Barbara Kiviat points to some testimony from Alan White of Valparaiso University which takes issue with that paper by economists at the Fed and MIT I wrote about a couple of weeks back. In that study, reseachers argued that a big reason we're seeing so few loan modifications -- despite government incentives -- is that delinquent home owners might self-cure, i.e. catch up on their payments. (Another big reason is the risk of redefault.) If a sizable portion of delinquent borrowers do self-cure, then loan issuers might be economically justified in not rushing to rework mortgages in large volumes.
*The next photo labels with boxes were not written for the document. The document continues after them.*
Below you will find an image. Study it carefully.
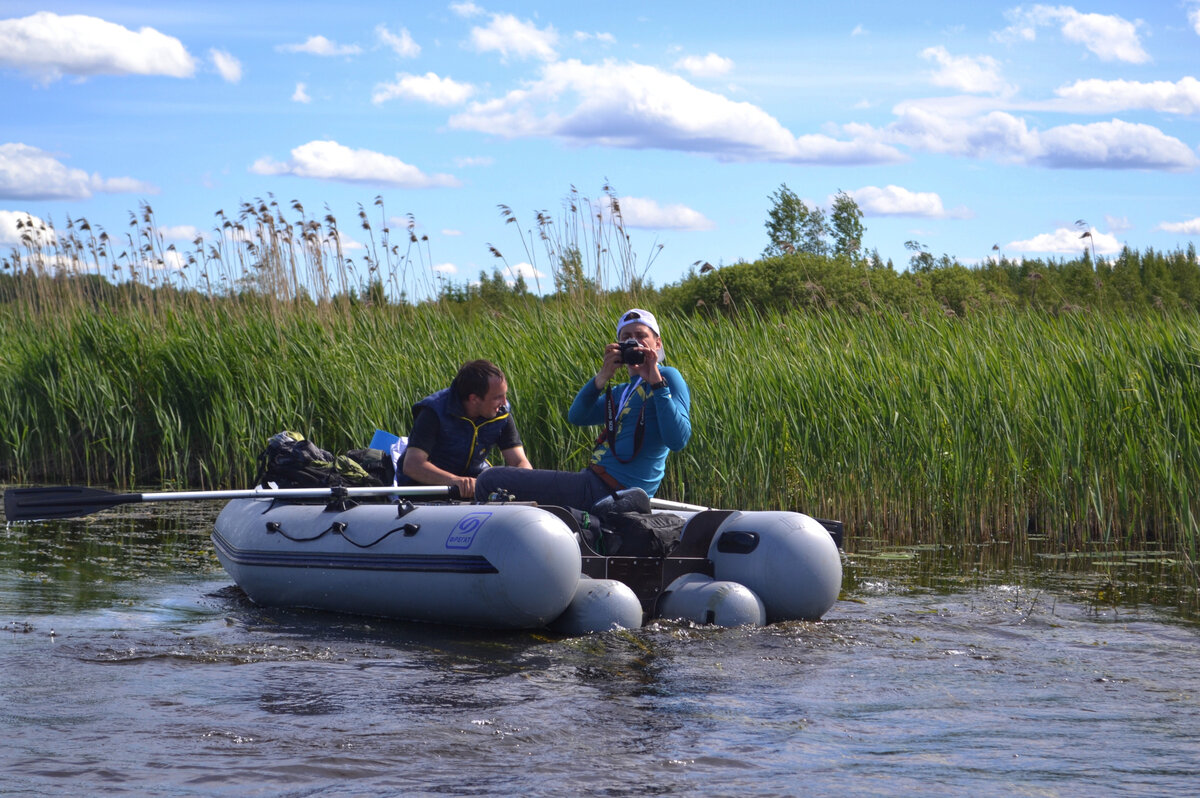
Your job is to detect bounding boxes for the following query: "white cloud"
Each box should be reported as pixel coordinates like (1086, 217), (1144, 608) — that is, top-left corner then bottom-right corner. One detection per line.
(920, 46), (1014, 95)
(376, 25), (421, 58)
(371, 72), (475, 106)
(275, 36), (362, 56)
(0, 11), (196, 83)
(1034, 119), (1200, 170)
(158, 224), (200, 244)
(997, 5), (1150, 64)
(574, 30), (617, 44)
(1055, 76), (1200, 115)
(1154, 216), (1200, 235)
(1104, 214), (1133, 233)
(0, 143), (158, 199)
(506, 262), (547, 284)
(450, 2), (484, 18)
(209, 49), (241, 83)
(450, 59), (905, 164)
(470, 14), (558, 61)
(0, 210), (55, 246)
(250, 142), (460, 188)
(844, 185), (971, 218)
(605, 197), (716, 230)
(1003, 227), (1122, 254)
(873, 103), (1200, 170)
(674, 53), (733, 78)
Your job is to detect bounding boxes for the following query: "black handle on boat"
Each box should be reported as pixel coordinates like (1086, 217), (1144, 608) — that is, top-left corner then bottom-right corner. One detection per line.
(4, 485), (458, 521)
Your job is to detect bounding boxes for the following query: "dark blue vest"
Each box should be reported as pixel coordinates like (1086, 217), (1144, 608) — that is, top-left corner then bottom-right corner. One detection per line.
(413, 388), (509, 476)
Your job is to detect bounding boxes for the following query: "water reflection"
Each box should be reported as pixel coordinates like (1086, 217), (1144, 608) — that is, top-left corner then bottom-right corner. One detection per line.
(0, 494), (1200, 796)
(842, 538), (1200, 622)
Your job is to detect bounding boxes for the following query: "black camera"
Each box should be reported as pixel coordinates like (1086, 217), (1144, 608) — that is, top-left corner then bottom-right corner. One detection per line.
(617, 340), (646, 366)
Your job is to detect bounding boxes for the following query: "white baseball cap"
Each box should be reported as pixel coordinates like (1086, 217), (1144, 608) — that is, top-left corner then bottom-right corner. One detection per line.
(617, 307), (662, 341)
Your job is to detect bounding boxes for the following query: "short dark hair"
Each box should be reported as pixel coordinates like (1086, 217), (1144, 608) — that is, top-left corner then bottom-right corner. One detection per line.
(450, 360), (504, 402)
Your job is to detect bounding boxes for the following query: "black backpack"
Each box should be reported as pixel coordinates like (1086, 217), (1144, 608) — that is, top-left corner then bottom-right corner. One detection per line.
(254, 430), (390, 487)
(571, 510), (688, 557)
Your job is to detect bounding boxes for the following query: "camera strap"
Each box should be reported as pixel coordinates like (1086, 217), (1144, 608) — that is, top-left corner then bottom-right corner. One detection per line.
(596, 377), (646, 463)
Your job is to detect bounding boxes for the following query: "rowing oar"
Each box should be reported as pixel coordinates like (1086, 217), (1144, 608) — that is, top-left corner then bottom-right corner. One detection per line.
(4, 485), (458, 521)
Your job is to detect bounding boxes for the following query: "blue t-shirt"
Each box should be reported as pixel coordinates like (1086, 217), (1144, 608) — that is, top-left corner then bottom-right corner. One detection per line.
(566, 366), (691, 496)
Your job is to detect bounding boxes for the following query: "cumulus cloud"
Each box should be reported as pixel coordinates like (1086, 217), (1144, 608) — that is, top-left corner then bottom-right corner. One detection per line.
(250, 142), (460, 188)
(674, 53), (733, 78)
(371, 72), (475, 106)
(873, 103), (1200, 170)
(1034, 119), (1200, 170)
(158, 224), (203, 244)
(0, 143), (158, 199)
(470, 14), (558, 61)
(997, 5), (1150, 64)
(1003, 227), (1122, 254)
(574, 30), (617, 44)
(450, 2), (484, 18)
(1154, 216), (1200, 235)
(209, 49), (241, 83)
(1055, 77), (1200, 115)
(0, 210), (55, 246)
(920, 46), (1014, 94)
(376, 25), (421, 58)
(275, 36), (362, 56)
(605, 197), (716, 230)
(506, 262), (547, 286)
(450, 59), (904, 164)
(1104, 214), (1133, 233)
(0, 11), (196, 83)
(828, 185), (971, 218)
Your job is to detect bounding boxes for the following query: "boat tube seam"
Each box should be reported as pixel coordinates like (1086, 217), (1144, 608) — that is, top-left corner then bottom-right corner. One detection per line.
(212, 532), (499, 574)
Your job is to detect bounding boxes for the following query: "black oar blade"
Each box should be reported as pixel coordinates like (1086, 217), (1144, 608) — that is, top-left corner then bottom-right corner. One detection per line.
(4, 487), (142, 521)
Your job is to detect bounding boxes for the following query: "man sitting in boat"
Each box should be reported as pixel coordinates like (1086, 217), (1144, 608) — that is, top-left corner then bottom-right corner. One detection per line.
(396, 360), (533, 499)
(475, 307), (691, 510)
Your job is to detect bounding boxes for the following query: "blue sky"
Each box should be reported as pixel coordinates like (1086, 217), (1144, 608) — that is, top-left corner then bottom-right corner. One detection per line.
(0, 0), (1200, 295)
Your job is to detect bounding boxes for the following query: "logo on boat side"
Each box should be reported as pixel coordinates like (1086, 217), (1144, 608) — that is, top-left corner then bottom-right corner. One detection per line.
(446, 512), (492, 548)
Here is what White had to say:
The difficulty with this paper -- and I make some reference to it in my written testimony -- is that it makes a bunch of assumptions which I think are just not based on what's happening out there in the real world market today. They assume, for example, that large numbers of homeowners who are behind on their mortgages can get caught up and pay their loans in full, so of course the investors will lose money if we allow bankruptcy courts or voluntarily reduce their debt by 10 or 20 percent because if we just left everything alone they would have paid 100 percent.
I looked at the data that I'm getting from the investor reports. The cure rates for defaulted mortgages are less than 10 percent. The chances that somebody who's behind now is going to be able to refinance or catch up are slim to none.
The problem I have with White is that the Fed/MIT paper didn't assume a rate of self-curing; it found that 30 percent of people who were are least 60 days delinquent on their mortgages subsequently either got current, paid off their mortgages entirely (meaning they basically sold their homes or refinanced), or at least dropped down to only a 30-day delinquency. What's more, this came at a time (from the beginning of the downturn through the end of 2008) when home prices fell 27 percent, according to Case-Shiller, meaning prepayment (i.e., paying off the mortgage) should have been pretty difficult.
So, at the very least, characterizing the chances that someone can catch on payments up as "slim to none" seems like an exaggeration. Moreover, even if fewer people are able to catch up now because home prices have continued to fall (now down about 32 percent from the peak), it's not at all clear that the drop in self-curing would be big enough to change lenders' incentives to modify.